Making a lemon of a spring -- into sales of Thin Mints

Contributed imageGirl Scouts like to help the front-line workers against the COVID-19 pandemic, including police officers. Here they stand together at a previous year's cookie booth.

With spring comes wind, rain and eventually flowers. Walking through the park, participating in spring sports and preparing for summer vacation are some of the activities that children all over Western New York typically take part in.

Spring is also when the Girl Scouts sell their delectable cookies.

But this spring is like no other and more often then not, involves staying indoors and completing school work in the living room.

So where are the snacks?

"The girls had already picked up their cookies to then sell at their cookie booths," said Alison Wilcox, CEO of Girl Scouts in Western New York. "There were still 700 cookie booths left to be held in March at the time we'd suspended all our in-person programing."

In the face of the pandemic, the scouts themselves had been given the choice as to whether they would continue or throw in the towel. Many of them decided to keep going, even without booths or any face-to-face contact with their customers.

"Because they learn five essential key business skills in the cookie program, they're learning exactly what ever other business is going through right now, which is, 'How do you switch to virtual operations?' " Wilcox said. "How do you work within these types of restrictions and how do you run something virtually? So they're learning those skills at the same time. So for anyone who does choose to participate, it's another activity girls can be involved in and can do it virtually."

Jenmarie Reynolds is a troop leader for her daughter and two more of her friends in Lockport.
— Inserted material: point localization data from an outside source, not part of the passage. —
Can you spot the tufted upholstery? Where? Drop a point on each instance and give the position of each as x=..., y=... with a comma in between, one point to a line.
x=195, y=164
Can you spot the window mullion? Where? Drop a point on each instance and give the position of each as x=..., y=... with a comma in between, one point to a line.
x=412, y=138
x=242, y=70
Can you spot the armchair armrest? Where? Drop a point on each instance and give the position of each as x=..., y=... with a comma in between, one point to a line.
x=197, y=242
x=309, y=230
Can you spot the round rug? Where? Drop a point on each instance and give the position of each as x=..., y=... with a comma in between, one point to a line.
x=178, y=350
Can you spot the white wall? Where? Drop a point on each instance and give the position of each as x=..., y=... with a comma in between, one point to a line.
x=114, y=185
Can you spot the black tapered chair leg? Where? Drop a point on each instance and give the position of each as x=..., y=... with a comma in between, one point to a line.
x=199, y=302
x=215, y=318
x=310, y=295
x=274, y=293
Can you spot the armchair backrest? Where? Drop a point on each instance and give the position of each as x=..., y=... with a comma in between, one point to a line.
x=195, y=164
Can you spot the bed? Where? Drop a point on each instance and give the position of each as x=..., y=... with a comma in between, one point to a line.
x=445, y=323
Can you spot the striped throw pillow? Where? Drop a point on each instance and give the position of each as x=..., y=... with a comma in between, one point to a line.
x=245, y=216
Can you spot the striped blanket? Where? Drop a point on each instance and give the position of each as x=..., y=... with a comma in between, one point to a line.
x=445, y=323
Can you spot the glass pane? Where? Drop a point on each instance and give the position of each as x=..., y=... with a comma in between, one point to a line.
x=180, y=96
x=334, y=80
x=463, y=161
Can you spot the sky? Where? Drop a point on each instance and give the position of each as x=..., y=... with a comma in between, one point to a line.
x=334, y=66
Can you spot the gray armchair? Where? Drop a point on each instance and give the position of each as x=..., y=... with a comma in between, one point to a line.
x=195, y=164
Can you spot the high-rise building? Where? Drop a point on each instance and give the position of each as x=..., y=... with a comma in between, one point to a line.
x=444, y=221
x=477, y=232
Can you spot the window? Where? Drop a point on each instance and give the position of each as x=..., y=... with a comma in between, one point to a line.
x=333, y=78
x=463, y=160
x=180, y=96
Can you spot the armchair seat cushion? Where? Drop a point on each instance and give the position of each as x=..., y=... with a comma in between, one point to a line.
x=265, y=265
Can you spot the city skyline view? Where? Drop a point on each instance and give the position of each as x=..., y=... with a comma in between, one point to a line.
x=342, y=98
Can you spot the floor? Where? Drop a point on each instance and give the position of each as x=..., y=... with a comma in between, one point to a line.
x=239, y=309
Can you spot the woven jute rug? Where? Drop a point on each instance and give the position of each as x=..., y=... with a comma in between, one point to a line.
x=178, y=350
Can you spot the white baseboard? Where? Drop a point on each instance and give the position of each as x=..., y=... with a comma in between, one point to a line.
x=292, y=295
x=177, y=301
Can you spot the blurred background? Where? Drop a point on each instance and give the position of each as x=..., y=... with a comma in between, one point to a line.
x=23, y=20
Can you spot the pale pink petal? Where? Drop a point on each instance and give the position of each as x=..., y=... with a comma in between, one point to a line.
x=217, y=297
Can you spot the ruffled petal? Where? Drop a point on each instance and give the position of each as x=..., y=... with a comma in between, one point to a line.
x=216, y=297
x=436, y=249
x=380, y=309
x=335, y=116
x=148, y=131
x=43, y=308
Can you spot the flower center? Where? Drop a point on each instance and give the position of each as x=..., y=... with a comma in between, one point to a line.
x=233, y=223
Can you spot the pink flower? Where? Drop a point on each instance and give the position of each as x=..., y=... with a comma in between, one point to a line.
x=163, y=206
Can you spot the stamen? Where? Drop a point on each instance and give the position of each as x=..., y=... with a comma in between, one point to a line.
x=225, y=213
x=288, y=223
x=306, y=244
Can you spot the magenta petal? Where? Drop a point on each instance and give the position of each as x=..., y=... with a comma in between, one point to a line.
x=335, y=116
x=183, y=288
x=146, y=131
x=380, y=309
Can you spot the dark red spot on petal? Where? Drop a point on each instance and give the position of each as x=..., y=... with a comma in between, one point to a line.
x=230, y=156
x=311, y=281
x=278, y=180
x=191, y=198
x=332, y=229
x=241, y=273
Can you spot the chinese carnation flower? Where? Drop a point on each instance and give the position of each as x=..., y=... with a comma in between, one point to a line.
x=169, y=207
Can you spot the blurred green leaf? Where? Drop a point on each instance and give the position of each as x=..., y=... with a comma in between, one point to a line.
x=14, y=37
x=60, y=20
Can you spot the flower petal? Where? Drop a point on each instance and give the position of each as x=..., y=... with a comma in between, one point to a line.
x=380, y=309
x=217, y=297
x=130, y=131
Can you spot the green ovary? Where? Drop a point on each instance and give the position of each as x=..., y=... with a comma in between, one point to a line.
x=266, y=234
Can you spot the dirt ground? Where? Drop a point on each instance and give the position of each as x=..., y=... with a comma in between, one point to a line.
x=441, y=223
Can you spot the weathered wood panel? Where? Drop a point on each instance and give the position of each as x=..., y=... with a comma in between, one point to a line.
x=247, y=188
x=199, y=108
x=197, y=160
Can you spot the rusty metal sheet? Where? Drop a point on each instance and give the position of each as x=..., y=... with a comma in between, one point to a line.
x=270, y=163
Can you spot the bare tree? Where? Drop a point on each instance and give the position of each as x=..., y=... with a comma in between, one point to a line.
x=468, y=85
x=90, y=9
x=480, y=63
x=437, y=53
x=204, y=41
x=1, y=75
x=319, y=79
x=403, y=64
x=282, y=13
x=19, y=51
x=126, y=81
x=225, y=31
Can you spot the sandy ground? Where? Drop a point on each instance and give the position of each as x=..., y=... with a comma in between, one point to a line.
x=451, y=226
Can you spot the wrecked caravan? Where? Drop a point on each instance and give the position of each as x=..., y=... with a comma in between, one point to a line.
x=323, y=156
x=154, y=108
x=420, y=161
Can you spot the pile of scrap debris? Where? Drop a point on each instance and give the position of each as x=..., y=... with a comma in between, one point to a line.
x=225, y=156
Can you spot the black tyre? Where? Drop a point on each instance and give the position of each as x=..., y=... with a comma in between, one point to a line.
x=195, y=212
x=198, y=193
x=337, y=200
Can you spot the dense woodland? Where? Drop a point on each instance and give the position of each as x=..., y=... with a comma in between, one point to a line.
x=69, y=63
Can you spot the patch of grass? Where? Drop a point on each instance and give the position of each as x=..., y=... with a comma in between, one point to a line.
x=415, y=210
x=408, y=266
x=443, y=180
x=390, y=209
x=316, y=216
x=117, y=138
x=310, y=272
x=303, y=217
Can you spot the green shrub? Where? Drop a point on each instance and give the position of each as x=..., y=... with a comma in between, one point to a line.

Her troop, and others in the area – including Barker, Newfane, more in Lockport and Wilson – are combining their cookie glut and redistributing in an effort to sell everyone's through sharing the burden.

"We're all Girl Scouts and we need to work together," Reynolds said, also noting after her daughter's troop finishes selling their cookies, they'll continue to sell the cookies of other troops. As an added twist, the girls are asking local businesses to donate toward firefighters, nurses, first responders, doctors and everyone on the front line of COVID-19.

"With a donation of $100, 20 boxes of cookies could be brought to one of these sets of heroes," she said.

"If you look at all the women leaders in our world," Wilcox said, "... the majority of women senators, or women in Congress. The majority of them were Girl Scouts. The majority of women business owners were Girl Scouts and the majority of women tech leaders were Girl Scouts."